The Canadian dollar CADUSD steadied against its broadly stronger U.S. counterpart on Friday as domestic data showed an increase in factory sales and investors judged that expected Bank of Canada interest rate cuts have been built into the currency’s outlook.

The loonie was trading nearly unchanged at 1.3740 to the U.S. dollar, or 72.78 U.S. cents, after moving in a range of 1.3728 to 1.3779.

The currency posted a modest weekly gain of 0.2% even after hitting on Tuesday its weakest intraday level in nearly two months at 1.3791.

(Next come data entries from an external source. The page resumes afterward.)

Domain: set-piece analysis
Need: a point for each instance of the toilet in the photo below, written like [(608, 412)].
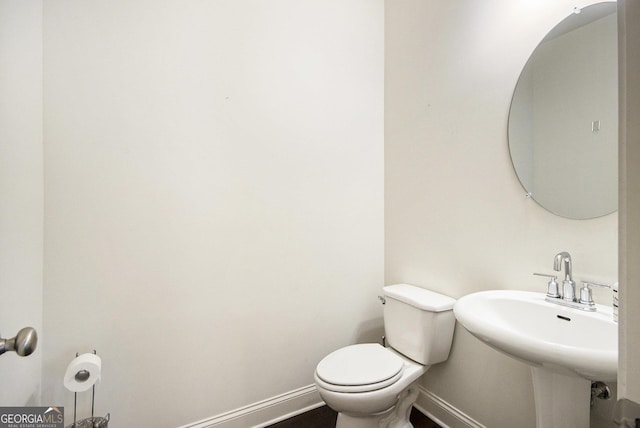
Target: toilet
[(373, 386)]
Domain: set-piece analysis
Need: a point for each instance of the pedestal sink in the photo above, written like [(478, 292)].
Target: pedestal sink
[(566, 348)]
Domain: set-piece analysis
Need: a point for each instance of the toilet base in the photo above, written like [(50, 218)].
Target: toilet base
[(395, 417)]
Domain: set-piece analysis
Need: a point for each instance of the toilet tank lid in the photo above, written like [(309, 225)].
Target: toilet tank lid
[(419, 297)]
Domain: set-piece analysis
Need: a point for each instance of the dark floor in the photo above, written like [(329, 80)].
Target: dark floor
[(324, 417)]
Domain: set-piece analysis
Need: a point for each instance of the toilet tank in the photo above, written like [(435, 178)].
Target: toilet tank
[(418, 323)]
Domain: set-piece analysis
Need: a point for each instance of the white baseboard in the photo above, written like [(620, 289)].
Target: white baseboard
[(442, 412), (266, 412), (292, 403)]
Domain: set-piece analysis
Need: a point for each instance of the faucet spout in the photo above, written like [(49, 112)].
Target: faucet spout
[(557, 264), (568, 286)]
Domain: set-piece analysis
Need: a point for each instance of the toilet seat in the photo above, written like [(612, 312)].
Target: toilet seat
[(359, 368)]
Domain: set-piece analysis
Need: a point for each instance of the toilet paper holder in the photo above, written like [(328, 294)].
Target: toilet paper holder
[(93, 422)]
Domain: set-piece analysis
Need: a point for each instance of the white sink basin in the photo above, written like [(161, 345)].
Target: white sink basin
[(561, 339)]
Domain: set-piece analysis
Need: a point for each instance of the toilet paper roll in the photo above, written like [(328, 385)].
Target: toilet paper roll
[(83, 372)]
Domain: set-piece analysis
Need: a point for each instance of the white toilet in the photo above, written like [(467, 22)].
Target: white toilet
[(372, 386)]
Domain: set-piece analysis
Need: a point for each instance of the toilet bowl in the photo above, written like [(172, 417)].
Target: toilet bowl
[(373, 386)]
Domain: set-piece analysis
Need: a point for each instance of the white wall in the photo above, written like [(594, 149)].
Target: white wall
[(21, 187), (629, 366), (214, 197), (456, 218)]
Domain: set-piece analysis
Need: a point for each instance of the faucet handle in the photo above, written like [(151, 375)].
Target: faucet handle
[(585, 292), (552, 285)]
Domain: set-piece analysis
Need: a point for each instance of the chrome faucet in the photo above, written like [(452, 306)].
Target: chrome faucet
[(568, 286)]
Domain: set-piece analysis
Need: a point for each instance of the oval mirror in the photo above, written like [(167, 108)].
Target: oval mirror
[(563, 121)]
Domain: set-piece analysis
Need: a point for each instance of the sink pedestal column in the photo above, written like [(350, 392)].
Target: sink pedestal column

“I think USD-CAD is still vulnerable to some upside swings out there but it’s not in a hurry,” said Amo Sahota, director at Klarity FX in San Francisco.

“The market is really focused on U.S. (currency) trade flow right now … For Canada, the drivers of expecting lower interest rates – that’s a checked box.”

The U.S. dollar rose against a basket of major currencies as political uncertainty weighed on the euro.

The BoC last week became the first G7 central bank to ease monetary policy, cutting its benchmark rate by 25 basis points to 4.75%.

Money markets expect another rate cut in July but have also moved to price in two rate cuts this year from the Federal Reserve, after recent data showed a cooling in U.S. inflation.

Canadian factory sales grew by 1.1% in April from March on higher sales of motor vehicles, as well as primary metals, Statistics Canada said. Separate data for April showed wholesale trade advancing 2.4%.

The price of oil, one of Canada’s major exports, settled 0.2% lower at $78.45 a barrel, giving back some of its weekly gain.

Canadian bond yields fell across a flatter curve. The 10-year was down 4.3 basis points at 3.285% after earlier touching its lowest since Feb. 2 at 3.260%.